I love that word: done. It’s just so final, the ultimate accomplishment of some task, however grueling or full of frustration, or petty and meaningless, funny or embarrassing, triumphant or gross or exhausting or thrilling... whatever it was, whatever the emotions behind it, it is over, past and done. What a wonderful feeling!

The past three months of Theatre have been all of those things, at one point or another and there were certainly rehearsals when many of those feelings overlapped and layered (quite like the make-up and paint I spent the better part of three days picking out of my hair). There were days I wanted to leave – drop the course all together and run away from school, become a pirate just for the getup and say nice things (which is in great contrast to the script), speaking in an accent forever – but then there were other days when I would get home and thank God for the friends I was making and the opportunity to be in a class where pen and pencil were unnecessary and I got to sit on the floor (making witty-though-cynical comments to my fellow actors in hushed tones). It was the people that kept me in class; my friends, almost all new ones, who showed up (early!) every week and gave reason for me to do the same.

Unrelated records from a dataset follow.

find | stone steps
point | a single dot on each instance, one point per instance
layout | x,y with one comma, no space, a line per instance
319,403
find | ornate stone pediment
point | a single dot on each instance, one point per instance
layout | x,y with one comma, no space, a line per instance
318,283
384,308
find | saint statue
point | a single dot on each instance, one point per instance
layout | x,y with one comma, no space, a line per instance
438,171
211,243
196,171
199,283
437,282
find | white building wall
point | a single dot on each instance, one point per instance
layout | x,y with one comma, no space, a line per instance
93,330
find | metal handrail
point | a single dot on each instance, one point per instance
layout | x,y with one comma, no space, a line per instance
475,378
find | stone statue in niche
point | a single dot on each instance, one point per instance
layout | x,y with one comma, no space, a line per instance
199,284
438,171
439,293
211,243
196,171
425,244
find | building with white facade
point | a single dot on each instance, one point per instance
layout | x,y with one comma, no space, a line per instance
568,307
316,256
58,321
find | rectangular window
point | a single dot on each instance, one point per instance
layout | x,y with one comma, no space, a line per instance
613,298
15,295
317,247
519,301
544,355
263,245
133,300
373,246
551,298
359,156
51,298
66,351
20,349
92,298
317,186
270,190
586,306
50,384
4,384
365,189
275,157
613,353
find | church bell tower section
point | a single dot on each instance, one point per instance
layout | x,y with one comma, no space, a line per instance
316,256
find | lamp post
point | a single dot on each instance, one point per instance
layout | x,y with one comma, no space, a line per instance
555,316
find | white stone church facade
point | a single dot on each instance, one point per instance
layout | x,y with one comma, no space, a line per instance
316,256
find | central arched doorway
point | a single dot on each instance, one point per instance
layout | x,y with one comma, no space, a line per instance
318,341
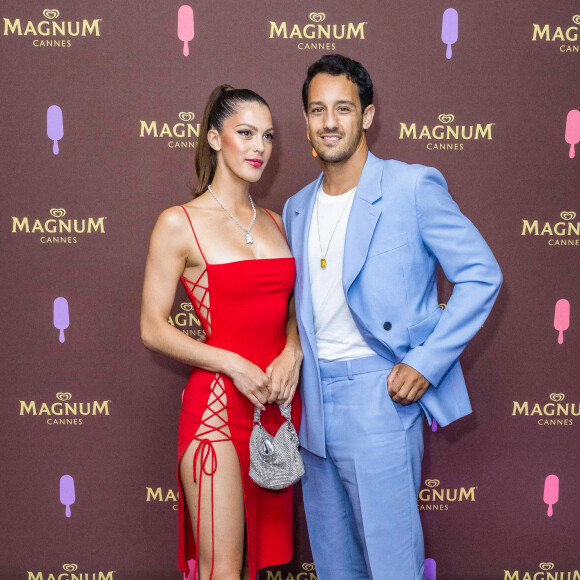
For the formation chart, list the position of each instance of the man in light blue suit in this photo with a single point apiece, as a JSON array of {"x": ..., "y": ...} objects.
[{"x": 379, "y": 354}]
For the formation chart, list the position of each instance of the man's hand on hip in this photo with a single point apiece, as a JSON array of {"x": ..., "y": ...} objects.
[{"x": 406, "y": 385}]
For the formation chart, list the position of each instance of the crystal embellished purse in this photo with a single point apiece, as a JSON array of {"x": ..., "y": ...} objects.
[{"x": 275, "y": 461}]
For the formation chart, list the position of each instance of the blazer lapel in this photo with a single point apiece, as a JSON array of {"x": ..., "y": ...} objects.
[
  {"x": 300, "y": 231},
  {"x": 362, "y": 220}
]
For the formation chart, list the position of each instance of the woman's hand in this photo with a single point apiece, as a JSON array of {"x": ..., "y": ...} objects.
[
  {"x": 250, "y": 380},
  {"x": 283, "y": 374}
]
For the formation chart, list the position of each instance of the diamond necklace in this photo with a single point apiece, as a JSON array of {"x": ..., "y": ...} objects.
[{"x": 249, "y": 239}]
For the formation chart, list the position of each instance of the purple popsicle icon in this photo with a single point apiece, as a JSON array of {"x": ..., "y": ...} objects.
[
  {"x": 67, "y": 492},
  {"x": 551, "y": 492},
  {"x": 573, "y": 131},
  {"x": 60, "y": 317},
  {"x": 430, "y": 569},
  {"x": 450, "y": 29},
  {"x": 54, "y": 126},
  {"x": 185, "y": 28},
  {"x": 562, "y": 318}
]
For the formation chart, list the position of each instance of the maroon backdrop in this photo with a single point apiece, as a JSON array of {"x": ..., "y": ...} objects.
[{"x": 130, "y": 103}]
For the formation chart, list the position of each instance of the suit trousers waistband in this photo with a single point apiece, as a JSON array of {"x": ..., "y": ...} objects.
[{"x": 354, "y": 366}]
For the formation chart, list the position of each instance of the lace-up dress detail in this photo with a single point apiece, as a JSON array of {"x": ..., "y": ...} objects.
[{"x": 242, "y": 307}]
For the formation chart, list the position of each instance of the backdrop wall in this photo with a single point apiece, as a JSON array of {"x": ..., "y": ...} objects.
[{"x": 99, "y": 127}]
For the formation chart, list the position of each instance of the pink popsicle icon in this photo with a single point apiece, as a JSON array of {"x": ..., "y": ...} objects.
[
  {"x": 67, "y": 492},
  {"x": 551, "y": 492},
  {"x": 60, "y": 316},
  {"x": 562, "y": 318},
  {"x": 185, "y": 28},
  {"x": 573, "y": 130},
  {"x": 192, "y": 570},
  {"x": 54, "y": 126},
  {"x": 450, "y": 29}
]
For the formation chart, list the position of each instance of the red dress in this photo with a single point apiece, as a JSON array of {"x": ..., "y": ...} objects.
[{"x": 243, "y": 308}]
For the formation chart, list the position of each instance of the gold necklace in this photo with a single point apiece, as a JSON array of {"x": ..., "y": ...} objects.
[{"x": 323, "y": 259}]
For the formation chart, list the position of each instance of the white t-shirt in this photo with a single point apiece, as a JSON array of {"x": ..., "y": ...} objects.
[{"x": 337, "y": 337}]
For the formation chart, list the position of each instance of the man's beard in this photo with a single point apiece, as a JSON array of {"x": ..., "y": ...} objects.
[{"x": 340, "y": 155}]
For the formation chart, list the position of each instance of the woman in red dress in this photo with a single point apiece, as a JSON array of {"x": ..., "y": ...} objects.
[{"x": 235, "y": 264}]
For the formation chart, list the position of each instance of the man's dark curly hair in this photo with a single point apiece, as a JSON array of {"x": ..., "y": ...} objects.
[{"x": 336, "y": 65}]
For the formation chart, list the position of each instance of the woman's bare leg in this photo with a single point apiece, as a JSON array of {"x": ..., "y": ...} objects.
[{"x": 228, "y": 511}]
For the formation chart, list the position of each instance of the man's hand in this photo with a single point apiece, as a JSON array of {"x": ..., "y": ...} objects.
[{"x": 406, "y": 385}]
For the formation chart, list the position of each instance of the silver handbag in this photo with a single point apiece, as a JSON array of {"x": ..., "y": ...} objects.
[{"x": 275, "y": 461}]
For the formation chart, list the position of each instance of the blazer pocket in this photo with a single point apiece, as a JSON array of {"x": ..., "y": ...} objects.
[
  {"x": 418, "y": 333},
  {"x": 388, "y": 244}
]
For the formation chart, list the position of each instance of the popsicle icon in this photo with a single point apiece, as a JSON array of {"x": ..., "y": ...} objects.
[
  {"x": 430, "y": 569},
  {"x": 185, "y": 29},
  {"x": 450, "y": 29},
  {"x": 54, "y": 127},
  {"x": 67, "y": 492},
  {"x": 551, "y": 492},
  {"x": 573, "y": 130},
  {"x": 192, "y": 570},
  {"x": 60, "y": 317},
  {"x": 562, "y": 318}
]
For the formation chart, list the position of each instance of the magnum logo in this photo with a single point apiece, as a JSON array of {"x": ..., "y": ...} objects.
[
  {"x": 175, "y": 132},
  {"x": 158, "y": 494},
  {"x": 546, "y": 572},
  {"x": 434, "y": 498},
  {"x": 308, "y": 573},
  {"x": 71, "y": 573},
  {"x": 64, "y": 412},
  {"x": 56, "y": 224},
  {"x": 445, "y": 135},
  {"x": 561, "y": 233},
  {"x": 567, "y": 35},
  {"x": 52, "y": 32},
  {"x": 187, "y": 321},
  {"x": 317, "y": 34},
  {"x": 555, "y": 412}
]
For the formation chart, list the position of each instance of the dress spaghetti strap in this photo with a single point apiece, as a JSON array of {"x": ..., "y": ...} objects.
[
  {"x": 279, "y": 228},
  {"x": 194, "y": 235}
]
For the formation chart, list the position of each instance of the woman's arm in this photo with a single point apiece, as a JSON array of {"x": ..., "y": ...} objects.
[
  {"x": 284, "y": 371},
  {"x": 168, "y": 255}
]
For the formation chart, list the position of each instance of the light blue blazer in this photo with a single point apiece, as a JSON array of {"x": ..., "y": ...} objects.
[{"x": 402, "y": 226}]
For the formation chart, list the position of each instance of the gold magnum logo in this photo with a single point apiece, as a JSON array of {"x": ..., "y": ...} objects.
[
  {"x": 52, "y": 32},
  {"x": 64, "y": 411},
  {"x": 57, "y": 224},
  {"x": 554, "y": 413},
  {"x": 559, "y": 233},
  {"x": 66, "y": 576},
  {"x": 445, "y": 135},
  {"x": 567, "y": 36},
  {"x": 434, "y": 498},
  {"x": 176, "y": 133},
  {"x": 308, "y": 573},
  {"x": 318, "y": 34}
]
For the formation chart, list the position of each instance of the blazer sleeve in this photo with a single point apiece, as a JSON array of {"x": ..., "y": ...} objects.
[{"x": 467, "y": 262}]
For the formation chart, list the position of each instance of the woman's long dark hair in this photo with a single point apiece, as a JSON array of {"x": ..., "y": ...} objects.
[{"x": 223, "y": 102}]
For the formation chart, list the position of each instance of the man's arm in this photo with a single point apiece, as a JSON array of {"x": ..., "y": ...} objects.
[{"x": 469, "y": 264}]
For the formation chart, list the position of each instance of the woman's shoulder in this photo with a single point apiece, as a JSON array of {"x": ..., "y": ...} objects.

And now, with the final performances behind us, I find myself in reflection. Not surprising, perhaps, with so many memories from this semester to reflect upon. The play (though arguably there were very few moments of traditional “play” involved, with the exception for Helen and her shocked... volunteers) was not the content I would have picked out for this class of often giddy amateurs; the classes who thrive on things like Disney and country music and dreamed of putting on some happy-go-lucky musical ended up struggling through a Greek tragedy, full to the brim with violence and unmasked sexuality that made my stomach churn at first reading. But then, this course and this play have taught me so much more than a Broadway comedy ever could have.

I don’t think anyone from the cast or crew would forward the argument that our play was not a rather vulgar piece of art that trashes all hope for hope, but it does set a couple of things into a sharp reality. Our world is messed up. There are crimes committed every day around this world that dive far deeper into the nightmare of human cruelty than even the darkest parts of our script touched on. People do terrible things to each other with heartless and senseless cause. Children are killed with brutality. Women are stolen and raped. Our world is not a good place all the time.

The play concluded in a place of defeat; the Trojan women and men gave in to grief and violence and revenge; they lost hope and were overcome. It breaks my heart that so many people in the real world eventually come to the conclusion that life is meaningless external of money and power, which rule the world. But there is a contrast to the darkness of the world, and I think that sometimes we need something like this play to remind us just how dark the darkness is, so that when we are blinded by the goodness of His light, we will be able to really appreciate the sonshine.

So now the curtains are closing on this course and I am taking away from it so much more than I brought with me in September; I have made so many friends, learned a few new card games, had a number of singing-in-the-stairwell parties, told and listened to a long list of mostly funny jokes, spent time pretending to dance ballet/jazz/tap/etc, played some silly drama games and even participated (and dominated...) in some semi-illegal chair-racing. All and all it has been a wonderful year. Thank you to all of those who made this year (and especially this class) what it has been for me. You have stretched my imagination and blessed my life.

Friday, 3 April 2009


It could have been delicious, it could have been the cream of the cream in quality, it could have made every gland in your mouth burst out in song for the sheer delight of the experience, but if the flavour is followed by even the suggestion of bitterness, the moment is spoiled and the memory contaminated forever. Aftertaste is a killjoy.